O número médio de notificações dos jovens ultrapassa largamente este valor, tendo vários estudantes do recente documentário VENCIDO: A escola que proibiu os smartphones que esperam receber mais de 300 mensagens por dia, o que está a levar a ‘ansiedade extrema e ataques de pânico’.
O documentário prossegue explorando o impacto da remoção dos smartphones destas crianças, concluindo que a ausência de dispositivos registou uma diminuição significativa da ansiedade e dos sintomas associados à depressão, bem como um aumento da memória de trabalho.
Se nós, adultos, estamos a ter dificuldades em regular os nossos hábitos tecnológicos, então seria infundado esperar que as crianças consigam navegar com sucesso sem apoio. No entanto, a sensibilização para esta questão está a aumentar com a realização de mais investigação e muitos Escolas com proibição de telemóveis utilizando métodos como as bolsas para telemóveis com fechadura e os cacifos para telemóveis.
Quebrar o ciclo
Com tanta informação a chegar ao nosso telemóvel ao longo do dia, temos de ter cuidado para não ficarmos para trás nas notícias e oportunidades, mas esta vigilância constante já não é um pensamento consciente, é um hábito enraizado que temos de trabalhar conscientemente para mudar.
Uma das formas mais eficazes de quebrar este ciclo é começar a estabelecer limites claros. Designar uma hora para responder a mensagens e desligar as notificações fora desse período pode fazer uma grande diferença na sua produtividade e paz de espírito.
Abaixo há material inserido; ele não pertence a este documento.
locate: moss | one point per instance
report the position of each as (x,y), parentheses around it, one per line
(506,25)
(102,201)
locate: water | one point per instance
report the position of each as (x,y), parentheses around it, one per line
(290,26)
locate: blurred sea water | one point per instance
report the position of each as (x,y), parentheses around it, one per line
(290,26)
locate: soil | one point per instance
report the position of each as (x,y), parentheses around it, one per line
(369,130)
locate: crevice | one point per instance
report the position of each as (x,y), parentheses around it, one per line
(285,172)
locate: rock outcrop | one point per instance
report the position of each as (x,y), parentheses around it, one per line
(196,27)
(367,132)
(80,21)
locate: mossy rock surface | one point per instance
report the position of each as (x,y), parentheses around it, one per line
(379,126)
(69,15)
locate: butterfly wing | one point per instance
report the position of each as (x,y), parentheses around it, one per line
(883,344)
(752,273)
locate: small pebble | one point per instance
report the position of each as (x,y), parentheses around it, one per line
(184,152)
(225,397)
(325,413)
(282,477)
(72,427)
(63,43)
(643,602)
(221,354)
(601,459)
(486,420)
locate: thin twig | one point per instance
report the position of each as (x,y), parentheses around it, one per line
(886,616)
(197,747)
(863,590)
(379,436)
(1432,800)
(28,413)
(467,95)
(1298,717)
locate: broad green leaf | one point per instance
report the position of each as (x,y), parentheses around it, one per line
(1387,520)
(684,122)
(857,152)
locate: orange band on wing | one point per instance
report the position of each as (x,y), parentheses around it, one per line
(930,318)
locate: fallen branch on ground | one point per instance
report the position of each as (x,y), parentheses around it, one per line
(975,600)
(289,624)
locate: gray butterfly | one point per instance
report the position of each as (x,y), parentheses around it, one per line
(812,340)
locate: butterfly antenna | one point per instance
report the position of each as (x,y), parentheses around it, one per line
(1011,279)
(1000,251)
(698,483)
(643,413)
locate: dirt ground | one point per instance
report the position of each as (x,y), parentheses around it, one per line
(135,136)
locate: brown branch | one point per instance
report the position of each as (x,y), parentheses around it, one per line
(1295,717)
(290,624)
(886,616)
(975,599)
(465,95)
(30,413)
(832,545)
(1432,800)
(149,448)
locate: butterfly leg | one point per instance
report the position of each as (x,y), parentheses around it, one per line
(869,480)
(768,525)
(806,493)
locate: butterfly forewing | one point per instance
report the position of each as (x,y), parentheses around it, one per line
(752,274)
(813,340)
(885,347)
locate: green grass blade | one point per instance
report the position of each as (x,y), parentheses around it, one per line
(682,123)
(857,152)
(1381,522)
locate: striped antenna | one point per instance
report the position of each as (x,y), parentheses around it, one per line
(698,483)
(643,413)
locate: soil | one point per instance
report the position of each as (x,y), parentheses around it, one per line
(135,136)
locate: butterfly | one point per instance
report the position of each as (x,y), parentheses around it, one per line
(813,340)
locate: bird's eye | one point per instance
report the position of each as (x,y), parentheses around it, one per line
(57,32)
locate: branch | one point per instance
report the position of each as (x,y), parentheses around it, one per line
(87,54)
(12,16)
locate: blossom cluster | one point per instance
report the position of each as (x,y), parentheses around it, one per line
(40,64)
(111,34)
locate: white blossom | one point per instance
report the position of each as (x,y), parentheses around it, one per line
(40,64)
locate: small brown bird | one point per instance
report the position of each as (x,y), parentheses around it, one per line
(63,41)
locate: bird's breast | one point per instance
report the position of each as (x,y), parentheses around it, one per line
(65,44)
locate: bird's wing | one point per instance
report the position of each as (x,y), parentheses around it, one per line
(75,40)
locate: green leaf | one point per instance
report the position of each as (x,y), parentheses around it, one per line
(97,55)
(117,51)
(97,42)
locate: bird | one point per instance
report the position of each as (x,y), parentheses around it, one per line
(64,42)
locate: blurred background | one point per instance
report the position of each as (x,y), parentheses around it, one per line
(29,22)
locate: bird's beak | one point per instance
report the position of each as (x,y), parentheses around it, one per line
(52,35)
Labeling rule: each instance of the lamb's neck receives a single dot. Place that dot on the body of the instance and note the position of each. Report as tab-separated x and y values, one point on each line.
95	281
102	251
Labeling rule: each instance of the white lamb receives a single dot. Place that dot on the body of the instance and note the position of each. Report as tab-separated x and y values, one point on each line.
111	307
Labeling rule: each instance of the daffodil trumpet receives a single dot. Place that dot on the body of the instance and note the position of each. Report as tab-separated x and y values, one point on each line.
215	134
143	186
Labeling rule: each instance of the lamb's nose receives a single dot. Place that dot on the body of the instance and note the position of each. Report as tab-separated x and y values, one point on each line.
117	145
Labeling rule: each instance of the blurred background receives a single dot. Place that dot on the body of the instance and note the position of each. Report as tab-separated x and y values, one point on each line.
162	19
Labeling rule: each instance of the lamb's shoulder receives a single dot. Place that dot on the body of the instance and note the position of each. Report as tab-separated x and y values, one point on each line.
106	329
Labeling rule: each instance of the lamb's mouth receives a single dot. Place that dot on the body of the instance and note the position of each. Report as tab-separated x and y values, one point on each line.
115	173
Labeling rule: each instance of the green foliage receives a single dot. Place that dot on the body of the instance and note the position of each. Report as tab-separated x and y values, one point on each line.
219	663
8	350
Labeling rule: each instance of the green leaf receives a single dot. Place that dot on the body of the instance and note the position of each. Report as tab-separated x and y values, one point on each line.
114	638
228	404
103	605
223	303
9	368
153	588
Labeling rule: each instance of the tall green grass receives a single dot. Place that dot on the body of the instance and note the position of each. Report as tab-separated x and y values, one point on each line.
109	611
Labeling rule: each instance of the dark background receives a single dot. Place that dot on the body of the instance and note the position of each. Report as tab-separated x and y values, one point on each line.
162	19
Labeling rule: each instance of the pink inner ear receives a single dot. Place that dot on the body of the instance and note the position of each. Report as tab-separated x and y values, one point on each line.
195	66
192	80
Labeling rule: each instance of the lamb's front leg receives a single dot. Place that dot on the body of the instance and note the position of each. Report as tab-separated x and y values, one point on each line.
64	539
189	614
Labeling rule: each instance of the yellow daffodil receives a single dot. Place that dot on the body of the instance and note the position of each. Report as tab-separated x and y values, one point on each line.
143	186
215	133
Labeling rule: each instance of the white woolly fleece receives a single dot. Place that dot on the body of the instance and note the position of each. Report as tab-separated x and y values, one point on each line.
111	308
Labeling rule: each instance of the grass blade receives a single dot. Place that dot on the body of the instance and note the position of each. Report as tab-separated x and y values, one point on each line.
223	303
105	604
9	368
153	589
Uma das armadilhas deste método é que quanto mais tempo deixamos os nossos amigos e colegas sem responder, mais stress e ansiedade sentimos. Seria tão fácil responder rapidamente e limpar a nossa consciência, mas comunicar com essas pessoas, informando-as quando não estamos disponíveis ou estabelecendo expectativas quanto ao tempo de resposta, pode realmente ajudar a acalmar esses receios e a construir relações mais saudáveis.
Se sabe que não vai conseguir parar, especialmente durante a escola ou o dia de trabalho, pode considerar a utilização de ferramentas de restrição do telemóvel, como aplicações restritivas, caixas de bloqueio ou bolsas para telemóvel.
Por último, nunca conseguirá escapar totalmente ao mundo da tecnologia e ao zumbido constante, mas umas pequenas férias podem fazer-lhe maravilhas. Pense em fazer uma ‘desintoxicação digital’, programando períodos sem quaisquer dispositivos electrónicos para ajudar a treinar o seu cérebro a desligar-se. Um fim de semana sem ecrãs pode ser o remédio perfeito para isso, ou pode preferir uns dias de retiro num lugar calmo e rodeado pela natureza.
As nossas relações com estes dispositivos são individuais e, por isso, a solução também tem de o ser: fazer o que funciona para si e o que melhor satisfaz as suas necessidades. Felizmente, é cada vez mais aceitável falar abertamente sobre estes temas e sobre as medidas que temos de tomar para proteger a nossa saúde emocional.
No nosso mundo hiperconectado, muitos de nós lutam com o FOSO, mas lembre-se que sempre que decide desligar-se, está a tomar uma decisão consciente de dar prioridade ao seu bem-estar.